Avrupalılaşmak mı Avrupalılaştırılmak mı?
Kırk Ambar'ın ikinci cildinde Meriç, Batılılaşma üzerine bir kazı çalışması yapar. Onun bu mesele üzerinde geliştirdiği fikirler en açık en net bir şekilde buradan okunabilir. İlk elde başlığa koyduğu soru, hayatiyet kesbeden bir duruşu ifade eder. Kavramları insan zihnini sömürgeleştiren bir "İngiliz anahtarı" gibi kullanan algıya karşı bir kimlik hatırlatması yapar Meriç. Örneğin; "Çağdaşlaşma Batı dillerinde karşılığı olmayan bir mefhumdur." Ona göre bu habis kelimeyi, lügat hazinemizden tardetmedikçe düşünce selametine ulaşamayız. "Az gelişmişlik yalanı ise sömürgecilerin kendilerine vesayet hakkı kazandırmak için uydurdukları bir mahkûmiyet kararıdır." Avrupalılaşma, Batı'nın yükselme devrinde, Batılı sömürgeciler tarafından imal edilmiştir. Tanzimat intelijansiyasının meçhulü olan bu mefhum sonraları bayrak olmuş, tarihlerinden kopan bir avuç şaşkının omuzladığı bir teslimiyet bayrağına dönüşmüştür. Meriç'e göre; "Bir iflasın ifadesidir Avrupalılaşma, bir inkâr çılgınlığı, bir intihar kararıdır."

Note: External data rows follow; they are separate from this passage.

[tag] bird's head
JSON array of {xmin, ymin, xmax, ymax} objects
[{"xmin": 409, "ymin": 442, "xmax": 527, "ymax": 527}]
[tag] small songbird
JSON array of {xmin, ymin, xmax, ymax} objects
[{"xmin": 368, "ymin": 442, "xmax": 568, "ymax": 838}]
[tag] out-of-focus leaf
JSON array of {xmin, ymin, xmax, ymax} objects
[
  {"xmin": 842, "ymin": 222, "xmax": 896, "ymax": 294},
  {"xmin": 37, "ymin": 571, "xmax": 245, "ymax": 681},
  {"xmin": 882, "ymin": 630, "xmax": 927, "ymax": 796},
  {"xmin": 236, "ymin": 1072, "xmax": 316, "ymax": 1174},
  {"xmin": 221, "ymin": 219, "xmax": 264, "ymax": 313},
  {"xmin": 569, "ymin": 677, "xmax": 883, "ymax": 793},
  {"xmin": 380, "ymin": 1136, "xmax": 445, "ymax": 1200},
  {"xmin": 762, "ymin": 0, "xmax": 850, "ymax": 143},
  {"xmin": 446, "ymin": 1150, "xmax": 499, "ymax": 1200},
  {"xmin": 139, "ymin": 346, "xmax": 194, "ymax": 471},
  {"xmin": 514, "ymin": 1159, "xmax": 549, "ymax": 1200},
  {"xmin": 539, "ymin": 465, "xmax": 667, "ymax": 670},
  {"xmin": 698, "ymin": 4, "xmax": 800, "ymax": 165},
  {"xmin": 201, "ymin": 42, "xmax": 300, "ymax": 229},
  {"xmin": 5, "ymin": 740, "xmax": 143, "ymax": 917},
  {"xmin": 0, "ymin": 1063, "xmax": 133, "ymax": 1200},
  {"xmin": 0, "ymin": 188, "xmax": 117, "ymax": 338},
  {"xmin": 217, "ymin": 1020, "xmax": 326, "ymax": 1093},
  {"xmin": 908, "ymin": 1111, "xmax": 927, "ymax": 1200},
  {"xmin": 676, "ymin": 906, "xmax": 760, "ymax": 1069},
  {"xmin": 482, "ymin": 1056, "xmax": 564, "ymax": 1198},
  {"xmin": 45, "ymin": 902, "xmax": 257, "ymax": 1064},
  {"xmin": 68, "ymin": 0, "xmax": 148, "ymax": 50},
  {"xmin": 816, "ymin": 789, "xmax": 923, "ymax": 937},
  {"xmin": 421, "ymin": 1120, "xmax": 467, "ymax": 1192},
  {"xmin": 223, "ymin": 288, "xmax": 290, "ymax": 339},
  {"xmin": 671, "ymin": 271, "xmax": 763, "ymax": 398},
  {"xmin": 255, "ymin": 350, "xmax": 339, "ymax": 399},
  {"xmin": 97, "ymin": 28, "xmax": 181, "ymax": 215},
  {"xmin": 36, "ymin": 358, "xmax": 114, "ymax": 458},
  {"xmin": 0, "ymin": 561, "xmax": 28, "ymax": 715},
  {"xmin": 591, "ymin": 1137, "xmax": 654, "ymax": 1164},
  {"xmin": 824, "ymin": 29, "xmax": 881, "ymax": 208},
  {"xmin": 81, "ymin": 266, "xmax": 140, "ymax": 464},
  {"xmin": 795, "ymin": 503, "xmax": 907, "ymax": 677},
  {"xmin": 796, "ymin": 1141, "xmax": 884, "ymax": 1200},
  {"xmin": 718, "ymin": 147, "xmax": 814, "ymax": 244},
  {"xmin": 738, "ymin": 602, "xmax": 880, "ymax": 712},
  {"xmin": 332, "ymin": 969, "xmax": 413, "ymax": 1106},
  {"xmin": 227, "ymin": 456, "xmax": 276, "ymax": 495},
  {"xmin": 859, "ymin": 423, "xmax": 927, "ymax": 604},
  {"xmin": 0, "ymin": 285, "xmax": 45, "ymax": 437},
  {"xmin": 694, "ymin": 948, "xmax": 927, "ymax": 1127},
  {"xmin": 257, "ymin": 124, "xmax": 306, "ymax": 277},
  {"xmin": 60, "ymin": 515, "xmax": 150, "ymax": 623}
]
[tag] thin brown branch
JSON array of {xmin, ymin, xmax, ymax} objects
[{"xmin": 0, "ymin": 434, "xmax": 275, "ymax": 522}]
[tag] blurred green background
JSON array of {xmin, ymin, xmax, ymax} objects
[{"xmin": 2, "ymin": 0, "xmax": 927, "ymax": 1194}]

Sürekli yeni tanımlar icat ederek yine o tanımlarla kendisi gibi olmayanların canına okuyan bir zihniyete karşı uyanık olmak, mevziyi ve mevzuyu kaybetmemek gerekmektedir. Meriç, bu tanımlar dekorunda sahnelenen Batı oyununun boyalarını döker tek tek. Onun kavramlarla giriştiği istiklâl savaşı tam da burasıdır aslında. Meriç'e göre emperyalistler ele geçirdikleri ülkeleri yok etmek için onları kendilerine benzetmek isterler. İngilizler İngilizleştirmek, Fransızlar Fransızlaştırmak, Portekizliler Portekizleştirmek peşindedir önceleri. Hıristiyan korsanların istilâ sınırları genişledikçe bu tabirler yetersiz kalmaya başlar, daha müphem, daha kucaklayıcı bir tabir keşfedilir: Avrupalılaştırma. Giderek bu mefhum da fazla dar, fazla gurur kırıcı bulunur, yerine yeni bir yalan bayraklaştırılır: Batılılaşma. Şuurlanan Doğu, bu kelimeden de rahatsız olunca modernleşme sahneye çıkarılır. Avrupalılaştırma, bu bağlamda Avrupa'ya has sosyal hayat tarzının Asya, Amerika, Afrika kültür ve medeniyetlerini istila etmesidir.
Avrupa İslam'ı tanımaz
Bizim Avrupa'ya dair bilgilerimizden, komplekslerimizden başka Avrupa'nın bize bakışı nasıldır peki? Batı'nın sömürgecilik tarihi bu bakışın psikolojisi hakkında bize gerekli malumatı veriyor aslında. Edward Said'in sömürgeciliğin keşif kolu olarak anlattığı oryantalizmin tarihi de bu konuda şüpheye mahal bırakmayacak kadar açık ve net bilgiler ihtiva ediyor. İşgalin, talanın, yakıp yıkmanın sonrasında daha sevimli daha yumuşak daha sinsi bir hüviyetle yaşamaktadır sömürgecilik. O da kültür sömürgeciliğidir. Meriç'e göre; "Çağdaş sömürgeciliğin maskesi olan kültür sömürgeciliği Avrupalılaştırma davasının bir diğer çehresidir."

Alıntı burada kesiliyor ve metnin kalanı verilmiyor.